To answer the OP's question accurately, we're going to need more of the set-up.
 

Hambot

First Post
Standard experience for encounters was probably calculated on the assumption that PC's start with a 16 in their best stat, as per the suggested array after taking a race you like the look of that doesn't boost your awesome powers. I play with a girl who always does this (always an elf... always). If PC's aren't hitting all the time due to lack of optimization, the system still works out - I think the big thing for 4e is that it's defaults work well for casual groups. Hardcore players who know what they are doing will want the difficulty level cranked up to "advanced". Lower level monsters are great as big swarms, PC's feel cool and heroic cutting through them once in awhile.
 

James McMurray

First Post
It kinda depends on your definition of "blow through." PCs are supposed to destroy encounters of their level or lower (sometimes level +1) without breaking much of a sweat.
 

Gadget

Adventurer
Weren't people complaining in the 'grind' threads that even lower level challenges where the outcome was not really in doubt were taking too long (and thus grinding) due to high monster hit points and lower PC dps?

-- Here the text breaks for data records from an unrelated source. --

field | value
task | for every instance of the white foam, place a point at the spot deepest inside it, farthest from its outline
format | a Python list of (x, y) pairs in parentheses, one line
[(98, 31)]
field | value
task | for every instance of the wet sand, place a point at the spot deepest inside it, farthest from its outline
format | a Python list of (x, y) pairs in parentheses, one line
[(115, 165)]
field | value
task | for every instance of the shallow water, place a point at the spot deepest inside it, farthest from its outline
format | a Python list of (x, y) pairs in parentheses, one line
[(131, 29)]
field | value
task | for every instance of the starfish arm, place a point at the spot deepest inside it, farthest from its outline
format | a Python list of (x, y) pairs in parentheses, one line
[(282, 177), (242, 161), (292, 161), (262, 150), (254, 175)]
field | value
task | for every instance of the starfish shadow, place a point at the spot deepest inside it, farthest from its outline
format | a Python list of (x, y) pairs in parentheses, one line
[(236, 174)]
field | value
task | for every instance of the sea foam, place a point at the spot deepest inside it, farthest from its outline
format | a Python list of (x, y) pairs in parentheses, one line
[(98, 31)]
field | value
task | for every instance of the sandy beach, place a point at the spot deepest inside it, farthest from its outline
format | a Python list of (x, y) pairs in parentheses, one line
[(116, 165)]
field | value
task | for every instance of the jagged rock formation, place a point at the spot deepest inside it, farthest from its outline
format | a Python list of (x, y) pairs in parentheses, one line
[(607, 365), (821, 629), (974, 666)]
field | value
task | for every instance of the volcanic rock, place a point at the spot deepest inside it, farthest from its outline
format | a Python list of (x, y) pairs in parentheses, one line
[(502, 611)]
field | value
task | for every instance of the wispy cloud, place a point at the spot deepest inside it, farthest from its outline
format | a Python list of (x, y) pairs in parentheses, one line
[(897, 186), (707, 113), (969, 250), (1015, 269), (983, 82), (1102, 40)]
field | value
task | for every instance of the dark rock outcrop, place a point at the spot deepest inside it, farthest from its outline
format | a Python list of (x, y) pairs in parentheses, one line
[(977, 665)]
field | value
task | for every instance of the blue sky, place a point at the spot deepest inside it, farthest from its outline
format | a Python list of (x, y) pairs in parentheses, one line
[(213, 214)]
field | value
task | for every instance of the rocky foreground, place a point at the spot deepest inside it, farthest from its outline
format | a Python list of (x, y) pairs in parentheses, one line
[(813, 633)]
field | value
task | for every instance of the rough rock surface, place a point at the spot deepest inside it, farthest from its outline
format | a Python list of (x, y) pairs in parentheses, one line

How things change from thread to thread.
 

BigCat

First Post
Thanks for your thoughts, folks. The setup probably was strongly to the party's advantage - soldiers and archers on a pretty much open area. The wizard managed to thrash the baddies with stinking cloud, and the fighter locked down the soldiers pretty quickly. A controller would have made a big difference.
 

LittleFuzzy

First Post
Weren't people complaining in the 'grind' threads that even lower level challenges where the outcome was not really in doubt were taking too long (and thus grinding) due to high monster hit points and lower PC dps?

How things change from thread to thread.

Not so much a change, just a different emphasis. The grindspace threads acknowledge that some mobs are easier, some are harder, depending on what the party is composed of, and that you can do things besides play with monster types or levels to make things challenging. It's primarily interested in how to make encounters spicy and fun, while this thread asks "is it possible to run lower-level monsters and still have a challenging encounter." How to mix things up, as opposed to how to do X encounter. You can do X encounter but you have to design it in such a way that the inherent easiness of the monsters is compensated for. There are only so many ways to do that and if you just keep doing that you will end up running into "grind-space."